Download or read book Texas Jailhouse Music written by Caroline Gnagy and published by History Press Library Editions. This book was released on 2016-05-02 with total page 194 pages. Available in PDF, EPUB and Kindle. Book excerpt: Inside the Texas State Prison is a surprising story of ingenuity, optimism and musical creativity. During the mid-twentieth century, inmates at the Huntsville unit and neighboring Goree State Farm for Women captured hearts all over Texas during weekly radio broadcasts and live stage performances. WBAP s Thirty Minutes Behind the Walls took listeners inside the penitentiary to hear not only the prisoners? songs but also the stories of those who sang them. Captivating and charismatic, banjo player Reable Childs received thousands of fan letters with the Goree All-Girl String Band during World War II. Hattie Ellis, a young black inmate with a voice that rivaled Billie Holiday s, was immortalized by notable folklorist John Avery Lomax. Cowboys, songsters and champion fiddlers all played a part in one of the most unique prison histories in the nation. Caroline Gnagy presents the decades-long story of the Texas convict bands, informed by prison records, radio show transcripts and the words and music of the inmates themselves."
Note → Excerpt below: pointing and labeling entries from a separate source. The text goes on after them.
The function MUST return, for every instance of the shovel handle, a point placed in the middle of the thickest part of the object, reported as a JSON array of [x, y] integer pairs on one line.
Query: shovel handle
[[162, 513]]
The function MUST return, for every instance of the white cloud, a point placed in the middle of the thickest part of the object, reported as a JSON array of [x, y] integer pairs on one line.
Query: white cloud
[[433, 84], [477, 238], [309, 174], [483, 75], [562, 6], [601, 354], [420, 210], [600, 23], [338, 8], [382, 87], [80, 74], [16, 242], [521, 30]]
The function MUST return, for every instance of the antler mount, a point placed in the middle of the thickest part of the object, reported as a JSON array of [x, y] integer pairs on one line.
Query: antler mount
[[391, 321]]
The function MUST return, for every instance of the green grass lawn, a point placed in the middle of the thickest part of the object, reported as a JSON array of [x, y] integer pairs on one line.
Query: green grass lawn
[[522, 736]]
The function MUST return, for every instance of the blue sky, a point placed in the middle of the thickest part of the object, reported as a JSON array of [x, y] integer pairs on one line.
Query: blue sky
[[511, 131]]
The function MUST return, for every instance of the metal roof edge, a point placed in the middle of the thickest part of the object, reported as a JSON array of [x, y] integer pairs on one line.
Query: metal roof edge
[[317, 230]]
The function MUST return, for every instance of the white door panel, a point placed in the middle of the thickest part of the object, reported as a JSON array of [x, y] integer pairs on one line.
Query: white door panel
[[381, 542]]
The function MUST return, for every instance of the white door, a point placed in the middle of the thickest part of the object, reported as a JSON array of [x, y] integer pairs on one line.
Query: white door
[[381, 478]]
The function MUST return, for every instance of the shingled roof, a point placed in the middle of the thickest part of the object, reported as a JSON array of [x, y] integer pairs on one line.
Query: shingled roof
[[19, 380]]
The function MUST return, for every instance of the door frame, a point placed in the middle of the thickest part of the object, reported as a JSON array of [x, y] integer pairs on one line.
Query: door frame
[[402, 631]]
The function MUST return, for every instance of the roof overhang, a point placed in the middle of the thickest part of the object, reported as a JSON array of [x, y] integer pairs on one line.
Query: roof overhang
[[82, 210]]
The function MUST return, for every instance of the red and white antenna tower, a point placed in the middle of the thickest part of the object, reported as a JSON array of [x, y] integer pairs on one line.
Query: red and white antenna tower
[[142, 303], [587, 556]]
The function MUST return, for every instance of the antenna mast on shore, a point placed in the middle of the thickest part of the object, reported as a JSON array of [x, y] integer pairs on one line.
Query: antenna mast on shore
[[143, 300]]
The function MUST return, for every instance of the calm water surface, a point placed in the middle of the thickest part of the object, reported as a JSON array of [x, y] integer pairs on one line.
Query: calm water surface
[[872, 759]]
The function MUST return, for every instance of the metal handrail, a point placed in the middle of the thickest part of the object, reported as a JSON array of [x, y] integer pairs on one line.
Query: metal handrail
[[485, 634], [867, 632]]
Book Performing Arts in Prisons

Download or read book Performing Arts in Prisons written by Michael Balfour and published by Intellect Books. This book was released on 2019-07-15 with total page 280 pages. Available in PDF, EPUB and Kindle. Book excerpt: Across the world, performing arts programmes are increasing in number, scope and professionalism. They attract increasing academic and media attention. Theoretical and applied research, organizational evaluation reports, documentary films and journalism are detailing prison arts and creating recognition that this body of work is becoming a valued part of the correctional enterprise. There is a growing body of evidence that suggests music, theatre, poetry and dance can contribute to prisoner wellbeing, management, rehabilitation and reintegration. Performing Arts in Prisons: Creative Perspectives explores prison arts in Australia, the United States, the United Kingdom and Chile, and creates a new framework for understanding its practices.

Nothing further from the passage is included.